Ironically, there is a young girl in the second book of my Goblin Series that finds herself attracted to a particularly humanoid male goblin (most of them are traditionally ugly), but the fact that it could never work out is part of her story line that carries on into the third book. No goblin from my world is going to magically transform into a sparkly green construction worker named Cliff who falls wildly in love with the heroine and fall to his knees to propose marriage. Goblins do not have relationships like humans.
The goblins don’t waste meat either. In nature, when a creature dies it often becomes meat for another creature. Make of that what you will, I’m not going to write spoilers into my own blog.

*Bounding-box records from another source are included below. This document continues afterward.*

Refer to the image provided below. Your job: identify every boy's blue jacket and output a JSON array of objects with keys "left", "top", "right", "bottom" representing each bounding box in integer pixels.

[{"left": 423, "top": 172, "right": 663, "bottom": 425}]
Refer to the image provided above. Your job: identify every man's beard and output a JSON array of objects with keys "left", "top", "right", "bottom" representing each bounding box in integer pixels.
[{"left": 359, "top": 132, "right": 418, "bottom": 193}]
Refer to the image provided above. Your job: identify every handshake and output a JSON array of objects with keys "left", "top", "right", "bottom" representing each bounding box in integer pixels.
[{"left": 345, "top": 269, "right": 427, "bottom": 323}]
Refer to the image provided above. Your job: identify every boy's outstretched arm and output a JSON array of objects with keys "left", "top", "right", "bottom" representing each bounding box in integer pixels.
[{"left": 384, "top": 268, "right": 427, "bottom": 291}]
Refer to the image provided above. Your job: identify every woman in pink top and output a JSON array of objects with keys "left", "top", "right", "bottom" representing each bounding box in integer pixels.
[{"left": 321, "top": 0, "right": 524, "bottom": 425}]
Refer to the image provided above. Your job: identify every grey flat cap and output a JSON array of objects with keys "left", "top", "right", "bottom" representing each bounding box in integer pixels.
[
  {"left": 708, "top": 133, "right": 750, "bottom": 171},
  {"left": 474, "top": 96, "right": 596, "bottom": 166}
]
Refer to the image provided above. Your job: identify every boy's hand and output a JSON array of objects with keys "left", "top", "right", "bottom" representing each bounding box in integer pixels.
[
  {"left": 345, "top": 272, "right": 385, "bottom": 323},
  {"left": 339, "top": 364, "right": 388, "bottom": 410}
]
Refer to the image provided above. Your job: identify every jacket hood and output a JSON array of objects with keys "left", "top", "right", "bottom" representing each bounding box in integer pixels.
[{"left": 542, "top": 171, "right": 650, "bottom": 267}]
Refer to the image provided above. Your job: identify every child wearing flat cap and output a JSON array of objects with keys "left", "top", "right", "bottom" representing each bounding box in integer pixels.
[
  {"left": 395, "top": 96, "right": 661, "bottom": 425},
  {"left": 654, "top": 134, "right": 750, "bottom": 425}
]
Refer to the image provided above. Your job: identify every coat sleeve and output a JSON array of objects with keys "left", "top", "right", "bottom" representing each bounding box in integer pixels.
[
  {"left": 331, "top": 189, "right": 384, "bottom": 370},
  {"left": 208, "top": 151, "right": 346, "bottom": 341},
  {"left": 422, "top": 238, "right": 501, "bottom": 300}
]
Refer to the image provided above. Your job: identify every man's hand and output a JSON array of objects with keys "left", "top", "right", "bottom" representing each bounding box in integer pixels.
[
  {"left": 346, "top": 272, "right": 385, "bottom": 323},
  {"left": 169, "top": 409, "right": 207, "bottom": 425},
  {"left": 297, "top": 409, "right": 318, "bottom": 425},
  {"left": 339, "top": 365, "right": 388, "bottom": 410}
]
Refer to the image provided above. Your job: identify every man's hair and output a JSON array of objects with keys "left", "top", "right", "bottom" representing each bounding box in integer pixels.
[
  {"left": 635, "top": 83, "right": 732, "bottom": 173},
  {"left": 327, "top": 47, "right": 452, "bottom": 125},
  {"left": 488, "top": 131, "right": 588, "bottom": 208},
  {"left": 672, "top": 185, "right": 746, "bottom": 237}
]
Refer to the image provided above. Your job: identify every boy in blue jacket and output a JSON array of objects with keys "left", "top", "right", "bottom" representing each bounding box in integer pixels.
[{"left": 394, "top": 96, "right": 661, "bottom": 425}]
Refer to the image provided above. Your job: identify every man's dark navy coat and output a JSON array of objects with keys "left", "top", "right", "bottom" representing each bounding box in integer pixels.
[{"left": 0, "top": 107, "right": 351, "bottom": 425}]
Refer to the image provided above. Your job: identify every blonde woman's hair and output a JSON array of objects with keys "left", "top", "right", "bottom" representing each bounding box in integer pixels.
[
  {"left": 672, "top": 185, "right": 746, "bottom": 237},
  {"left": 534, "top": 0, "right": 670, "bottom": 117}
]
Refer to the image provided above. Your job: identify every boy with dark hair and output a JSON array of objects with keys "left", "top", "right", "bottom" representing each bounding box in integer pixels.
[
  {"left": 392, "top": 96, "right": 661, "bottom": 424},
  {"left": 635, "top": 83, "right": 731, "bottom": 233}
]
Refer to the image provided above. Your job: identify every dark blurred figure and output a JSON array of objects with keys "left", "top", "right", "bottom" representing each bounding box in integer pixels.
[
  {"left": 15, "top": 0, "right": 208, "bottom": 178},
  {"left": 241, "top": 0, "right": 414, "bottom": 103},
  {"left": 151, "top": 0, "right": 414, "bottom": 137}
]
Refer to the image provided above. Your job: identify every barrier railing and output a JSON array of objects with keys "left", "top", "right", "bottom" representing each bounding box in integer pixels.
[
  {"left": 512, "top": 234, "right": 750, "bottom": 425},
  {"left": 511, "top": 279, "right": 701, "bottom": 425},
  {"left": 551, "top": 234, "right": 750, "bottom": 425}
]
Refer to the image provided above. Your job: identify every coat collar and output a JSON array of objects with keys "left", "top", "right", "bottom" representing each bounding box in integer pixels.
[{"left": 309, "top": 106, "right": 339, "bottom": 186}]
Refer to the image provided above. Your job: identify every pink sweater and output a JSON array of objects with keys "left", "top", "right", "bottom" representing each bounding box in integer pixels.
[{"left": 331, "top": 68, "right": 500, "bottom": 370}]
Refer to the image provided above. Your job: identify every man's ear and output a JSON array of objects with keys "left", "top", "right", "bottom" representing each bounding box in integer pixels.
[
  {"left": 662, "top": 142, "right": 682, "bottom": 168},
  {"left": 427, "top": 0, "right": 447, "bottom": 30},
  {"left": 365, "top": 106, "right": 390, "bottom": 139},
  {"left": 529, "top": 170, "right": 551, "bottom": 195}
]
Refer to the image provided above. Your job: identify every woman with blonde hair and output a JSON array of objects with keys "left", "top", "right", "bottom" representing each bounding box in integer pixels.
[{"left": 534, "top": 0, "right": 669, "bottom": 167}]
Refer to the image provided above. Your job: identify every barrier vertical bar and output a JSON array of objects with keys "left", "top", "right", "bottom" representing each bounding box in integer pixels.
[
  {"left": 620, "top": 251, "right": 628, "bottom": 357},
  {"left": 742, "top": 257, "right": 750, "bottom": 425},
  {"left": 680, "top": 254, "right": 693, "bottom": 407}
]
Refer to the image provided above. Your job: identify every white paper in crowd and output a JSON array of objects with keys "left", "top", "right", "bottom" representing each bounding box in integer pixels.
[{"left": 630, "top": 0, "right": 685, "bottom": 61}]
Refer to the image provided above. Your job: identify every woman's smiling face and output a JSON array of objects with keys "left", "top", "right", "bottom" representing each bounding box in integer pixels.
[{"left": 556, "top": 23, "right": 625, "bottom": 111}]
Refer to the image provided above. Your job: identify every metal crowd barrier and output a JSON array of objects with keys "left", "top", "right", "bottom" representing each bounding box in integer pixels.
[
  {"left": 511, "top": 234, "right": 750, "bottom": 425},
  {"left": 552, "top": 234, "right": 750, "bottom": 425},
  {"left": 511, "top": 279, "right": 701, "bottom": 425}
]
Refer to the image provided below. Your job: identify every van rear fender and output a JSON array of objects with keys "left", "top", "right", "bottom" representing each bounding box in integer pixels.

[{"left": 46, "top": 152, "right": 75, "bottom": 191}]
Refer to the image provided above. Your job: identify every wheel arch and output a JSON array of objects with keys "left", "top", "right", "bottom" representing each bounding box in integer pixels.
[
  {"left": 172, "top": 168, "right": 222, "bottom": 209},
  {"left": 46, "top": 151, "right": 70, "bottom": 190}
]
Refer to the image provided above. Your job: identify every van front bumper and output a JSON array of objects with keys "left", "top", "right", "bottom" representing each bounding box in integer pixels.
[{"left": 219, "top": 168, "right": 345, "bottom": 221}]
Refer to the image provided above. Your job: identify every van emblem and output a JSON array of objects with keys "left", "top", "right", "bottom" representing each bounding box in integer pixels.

I do know people who read Fantasy genre as well as Romance, but they do know the difference. Adding a few fantasy elements to a Romance story does not make it a Fantasy genre story. It is still Romance. The fact that a few newer Fantasy stories like Game of Thrones is being read by younger readers is a good thing in my opinion and may well be the introduction to an old genre for many new readers, but not all of them will develop into Fantasy Geeks. There is a particular mindset that defines the Fantasy fan. We have been pushed into a corner where we have to label our kind of Fantasy as Epic or Sword and Sorcery or even as ‘speculative fiction’ to help weed it out from the new breed of YA with fantasy elements even when the exact categories don’t quite fit and we would rather maintain our ‘General Fantasy’ classification, but we will endure as a species apart.
The trouble this makes for writers of Fantasy is that we have to somehow convey to potential readers that might mistake ‘our’ Fantasy for the fantasy Romance stories that some may seek. Romance readers won’t find what they are looking for in my books. Everyone is entitled to enjoy whatever genre they choose, but I do not write YA or Romance books. I write for the Fantasy geeks, or in the case of my Steampunk for the Adventure reader. While most stories have some form of love interest somewhere in the plot, it is incidental in Fantasy and Adventure and while I never say never, I don’t see it becoming the primary focus of anything I write in the foreseeable future. I write the kind of books I like to read. I write for others of my species, and that means the Fantasy geeks that go to the conventions and recognise the references I scribbled earlier in this post.
So step through the mirror if you dare. Enter the world of the goblins, but beware. People die here. Happy endings are not guaranteed. The goblin world is dark and primal. If the sound of the drums moves you, perhaps you can grok why ecstatic dance is a part of the goblin culture. Bring your sword, but watch your manners. In the goblin caverns, all men are meat.